Également, un même auteur peut nous toucher, par exemple, s’il fait appel à une expérience passée vécue ou s’il joue dans une de nos blessures mais nous laisser plus indifférente dans le cas contraire.
Mais un second auteur aura tôt fait de nous séduire simplement parce qu’il utilise un humour qui nous rejoint ou par l’originalité de l’angle par lequel il aborde les sujets, quels qu’ils soient.
Il me semble que si la sphère de la commercialisation à outrance pénètre dans cette zone franche, si toutes les maisons d’édition abordent le livre comme un objet de commerce – et de commerce uniquement -, il y a une grande perte au niveau de la diffusion de la création. Il y a là une incompréhension des dirigeants de ces boîtes et même un certain mépris.
Bien sûr, je comprend aussi qu’on doive en vivre.
Zab, je trouve vos propos très pénétrants. Je les partage.
Merci pour cette note Éric, elle m’encourage alors que je suis en période de remise en question. Je me suis égaré en chemin depuis ma dernière publication et il me faut tout recommencer à zéro.
Écrire à l’Imparfait, comme si de rien n’était. Écrire peut-être ailleurs pour quelqu’un d’autre que soi, ailleurs ou ici, mais écrire, parce que c’est ce qui décore le reste. Comme avant, comme toujours, tout autant, et par amour, écrire toute la nuit au jour le jour. En attendant les prochains mots, en faire nourrir quelques autres…
Ne recommencez pas tout, M. Brisebois, continuez là où vous avez laissé. Dites-vous bien que la carrière d’un écrivain n’est pas une ligne droite et que le plus grand défi est de persévérer.
et bien oui, heureusement que le succès immédiat n’est pas la garantie d’une oeuvre de qualité. Il s’agit effectivement de tout autre chose. Ton idée de résonnance chez le plus grand nombre me séduit. Le facteur temps est très important. Un livre a tout son temps pour trouver ses lecteurs. A condition qu’il y ait des bibliothèques et des gens pour le conserver et en assurer la mise à disposition aux lecteurs potentiels, et qu’il ne soit pas sauvagement pillonné au bout de quelques mois…
Zab: tout comme Réjean, je suis totalement en accord avec vos propos
Patrick: ton bref commentaire très senti m’a beaucoup touché. Il y a quelques années, après ma mésaventure aux Intouchables, j’ai failli arrêter d’écrire. J’ai mis deux ans avant de me remettre à l’écriture. Elle prend maintenant une autre place dans ma vie. Tant mieux si j’aide ta réflexion.

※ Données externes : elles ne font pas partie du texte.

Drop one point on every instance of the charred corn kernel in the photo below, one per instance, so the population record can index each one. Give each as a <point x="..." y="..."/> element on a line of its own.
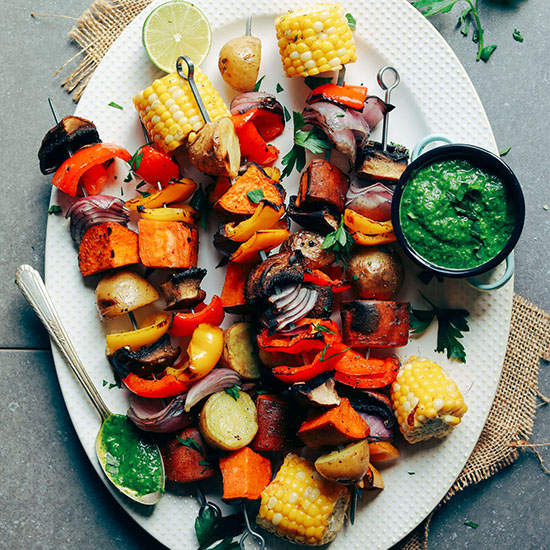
<point x="426" y="402"/>
<point x="301" y="506"/>
<point x="170" y="113"/>
<point x="314" y="40"/>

Louise: toujours le mot poétique pour le dire
Sylvie: également d’accord avec tes propos. Pour la durée de vie d’un livre, peu importe ce qui le menace, il faut faire confiance aux lecteurs que le livre rencontrera! On voit de temps à autre des oeuvres renaître de leur cendre. Je pense au superbe « Vingt-quatre heures d’une femme sensible » récemment réédité par Phébus.
Je découvre ton blog via un com. sur Gabrielle Roy chez Anne . Je partage largement ton avis, et celui de Sylvie. J’aime à croire qu’un livre continue à vivre et à trouver des lecteurs longtemps après avoir été édité. Et c’est vrai que quand on est touché par un livre on a envie de convaincre tout le monde…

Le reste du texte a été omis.